El último capítulo, por ahora, de esta revolución antropológica es el teletrabajo e Internet. Ya no necesitamos coches, ni centros comerciales, ni centros de trabajo, porque podemos relacionarnos con el universo líquido desde cualquier lugar del mundo a través de la pantalla de nuestro smartphone. La relación con el lugar del que habita en las redes informáticas se ha vuelto difusa y transitoria. Estamos en algún sitio porque tenemos un cuerpo, pero es como si flotáramos en el espacio.
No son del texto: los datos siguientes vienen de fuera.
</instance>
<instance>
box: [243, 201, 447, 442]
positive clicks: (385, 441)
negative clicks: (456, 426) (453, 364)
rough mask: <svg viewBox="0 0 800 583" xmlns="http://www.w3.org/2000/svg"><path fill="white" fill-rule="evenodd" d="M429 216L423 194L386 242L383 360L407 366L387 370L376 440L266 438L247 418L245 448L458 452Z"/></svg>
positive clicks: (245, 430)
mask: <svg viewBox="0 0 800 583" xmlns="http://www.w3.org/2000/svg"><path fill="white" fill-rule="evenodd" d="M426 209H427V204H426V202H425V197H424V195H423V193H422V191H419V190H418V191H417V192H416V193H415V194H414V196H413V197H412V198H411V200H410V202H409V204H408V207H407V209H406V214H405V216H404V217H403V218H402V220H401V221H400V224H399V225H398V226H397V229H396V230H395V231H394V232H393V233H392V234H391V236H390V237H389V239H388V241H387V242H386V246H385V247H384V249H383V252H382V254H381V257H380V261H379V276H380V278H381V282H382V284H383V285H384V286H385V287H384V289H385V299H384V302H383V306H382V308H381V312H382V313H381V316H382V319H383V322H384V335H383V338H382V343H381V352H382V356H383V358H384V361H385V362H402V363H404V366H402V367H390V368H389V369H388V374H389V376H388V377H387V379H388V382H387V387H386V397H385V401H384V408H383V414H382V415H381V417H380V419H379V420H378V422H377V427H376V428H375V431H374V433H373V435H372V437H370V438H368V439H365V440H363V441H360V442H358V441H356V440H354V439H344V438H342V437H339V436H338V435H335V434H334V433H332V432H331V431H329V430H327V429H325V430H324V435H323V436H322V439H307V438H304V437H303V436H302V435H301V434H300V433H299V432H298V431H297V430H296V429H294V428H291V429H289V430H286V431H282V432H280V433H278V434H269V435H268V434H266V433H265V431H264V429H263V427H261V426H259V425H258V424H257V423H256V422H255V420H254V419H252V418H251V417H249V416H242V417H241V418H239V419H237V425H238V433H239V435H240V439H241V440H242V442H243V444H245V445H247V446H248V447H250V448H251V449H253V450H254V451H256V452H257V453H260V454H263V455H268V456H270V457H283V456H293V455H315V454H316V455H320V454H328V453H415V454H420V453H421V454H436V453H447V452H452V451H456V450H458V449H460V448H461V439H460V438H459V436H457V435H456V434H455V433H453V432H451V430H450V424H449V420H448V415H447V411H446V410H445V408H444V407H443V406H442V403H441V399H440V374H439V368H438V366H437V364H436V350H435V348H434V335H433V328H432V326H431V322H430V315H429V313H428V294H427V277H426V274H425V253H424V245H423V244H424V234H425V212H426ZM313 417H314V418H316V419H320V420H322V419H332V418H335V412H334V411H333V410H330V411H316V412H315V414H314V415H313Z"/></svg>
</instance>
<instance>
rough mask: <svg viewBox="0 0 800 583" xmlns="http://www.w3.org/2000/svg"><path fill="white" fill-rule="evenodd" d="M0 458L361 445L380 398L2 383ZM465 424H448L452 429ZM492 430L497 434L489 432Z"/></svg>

A largo plazo es posible que un modo de vida más nómada, basado más en las redes que en los lugares y las relaciones de vecindad, acabe formando aglomeraciones mas parecidas a los campamentos que a las ciudades, con edificaciones e infraestructuras mucho más ligeras que las actuales, ciclos de vida más cortos, fácilmente adaptables e incluso trasladables, pero de momento vamos a seguir utilizando los pueblos y ciudades que ya tenemos, aunque solo sea porque ya están ahí y fueron construidas para durar.
El problema es que durante este periodo transitorio, el traje no está hecho a nuestra medida, no sabemos cuidarlo y las costuras se rompen. Los mecanismos automáticos que garantizaban la convivencia el la vieja ciudad han dejado de funcionar.
En este punto quiero compartir con los lectores una reflexión: Nos consideramos más libres porque podemos movernos más y han desaparecido los controles de nuestros vecinos y de nuestros padres, pero no hay libertad sin reglas, y si rompemos los vínculos que mantenían cohesionada tradicionalmente a la sociedad tendremos que sustituirlos por otros.
El ideal de vida aislada e independiente es un espejismo, un intento de escapar de la realidad. Aunque pueda resultar contraintuitivo, el modo de vida más nómada e independiente que estamos adoptando requiere normas más estrictas, instituciones y servicios comunes más fuertes, y sobre todo, espacios públicos mejor gestionados que los de la vieja ciudad. No podemos seguir escapándonos de las responsabilidades colectivas y abandonando el espacio público en nombre de la libertad.
Tomará su tiempo, pero cuanto antes empecemos a ser conscientes del problema antes encontraremos las soluciones que necesitamos. De momento estamos avanzando en sentido contrario.